Thursday, May 19, 2011

My soul thy name would laud

This is how the mind works. I was walking through the tunnel underneath New York’s Grand Central Station that connects the Lexington Avenue subway with the Times Square shuttle. It was mobbed at three-thirty in the afternoon because of the downpour outside. Hot and humid. Close and gray. The mind closed off, tense, imperceptive of anything except its own discomfort.


Sitting at the end of the shuttle was an aged black man making music by drawing a bow across a saw held between his legs. He was bending the saw to achieve the melody, accompanied by the ethereal sounds of a synthesizer coming through a little Peavey amp. He was playing the hymn “How Great Thou Art.”


I didn’t stop walking -- the train was there, its doors open -- but something happened. I choked on my breath and tears welled up in my eyes. I felt the sweat in my armpits. I saw myself as a young boy, sitting on the living room rug, watching the black and white TV. The Billy Graham crusade was on. My mother and grandmother were sitting on the couch. It was raining then too. My wrinkled shirt, my open mouth. The dog’s blanket next to me.


The boyhood image faded. It came to me then, the effect of that hymn on my mother a few days before she died. She turned to the sunlight in the bay window and whispered, “I don’t understand how God could care about a little soul like me.” The sentence that has dogged me for years. Effect, not affect.

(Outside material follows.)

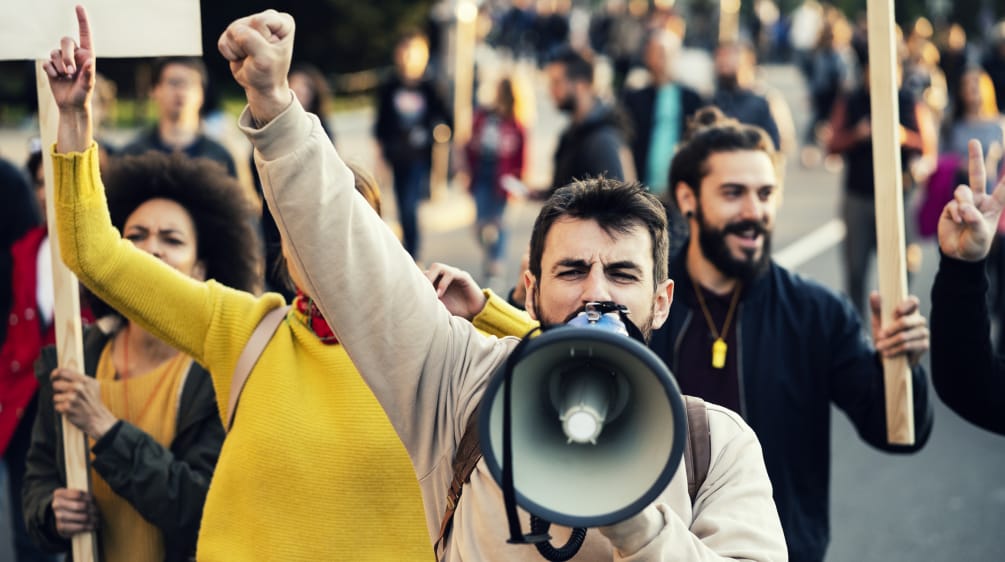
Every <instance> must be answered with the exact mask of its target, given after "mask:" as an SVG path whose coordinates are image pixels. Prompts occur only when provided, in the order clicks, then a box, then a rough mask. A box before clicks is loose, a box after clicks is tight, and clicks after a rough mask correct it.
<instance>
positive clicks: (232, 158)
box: [117, 126, 237, 178]
mask: <svg viewBox="0 0 1005 562" xmlns="http://www.w3.org/2000/svg"><path fill="white" fill-rule="evenodd" d="M152 150H153V151H157V152H163V153H165V154H171V153H173V152H175V149H173V148H172V147H169V146H168V145H165V144H164V143H163V142H161V134H160V133H159V132H158V130H157V127H156V126H155V127H151V128H150V129H147V130H146V131H144V132H143V133H141V134H140V136H139V137H137V138H136V139H134V140H133V142H131V143H130V144H128V145H126V146H125V147H123V149H122V151H121V152H119V153H117V154H119V155H123V156H131V155H138V154H143V153H145V152H149V151H152ZM181 152H182V153H183V154H185V155H186V156H188V157H189V158H208V159H210V160H212V161H214V162H218V163H219V164H220V165H222V166H223V167H224V168H226V169H227V173H228V174H230V176H231V177H234V178H236V177H237V166H236V165H235V164H234V157H232V156H230V152H229V151H228V150H227V149H225V148H224V147H223V145H221V144H219V143H217V142H216V141H214V140H212V139H210V138H209V137H207V136H206V135H204V134H202V133H200V134H199V136H198V137H196V139H195V141H193V142H192V144H191V145H189V146H187V147H185V148H184V149H182V150H181Z"/></svg>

I turned my back to the other passengers on the train and stared straight ahead. I saw my face in the window, with its tears. I wiped them away with the back of my hand. Sentimental, superstitious fool. The old man was still playing on his saw. How great thou art. My reflection looked back at me and nodded. Lichtenberg’s quote in Auden’s commonplace book: “A book is a mirror: if an ape looks into it...” What was it called? A Certain World. In an uncertain world, I far prefer the autumn to the spring with its hopeless rain. Oh this flood of tears. How great art thou?


The doors closed and the music ceased. A volume of ragged air pressed against my eardrums. Some big guy with curly hair wearing a black jacket loomed over me from behind. His pale face wore a beatific smile in the window above my left shoulder. Had he heard the music too? The sighing of the saw soloing above the celestial electronic meanderings of the synthesizer. The martial Billy Graham. Nixon likee Chinee food. There’s nothing wrong with faith even if it’s not my faith, a love benign that sustains life. My mind slowed down. I thought to myself, I can go now.


I left the train behind and walked through yet another tunnel, this one lined with preachers handing out leaflets proclaiming the impending Judgment Day. Haitians, Koreans, Dominicans, whites, old and young, one shouting in Creole. I thought to myself, this poverty, it will never end. All these people, including me, each one alone for the time being.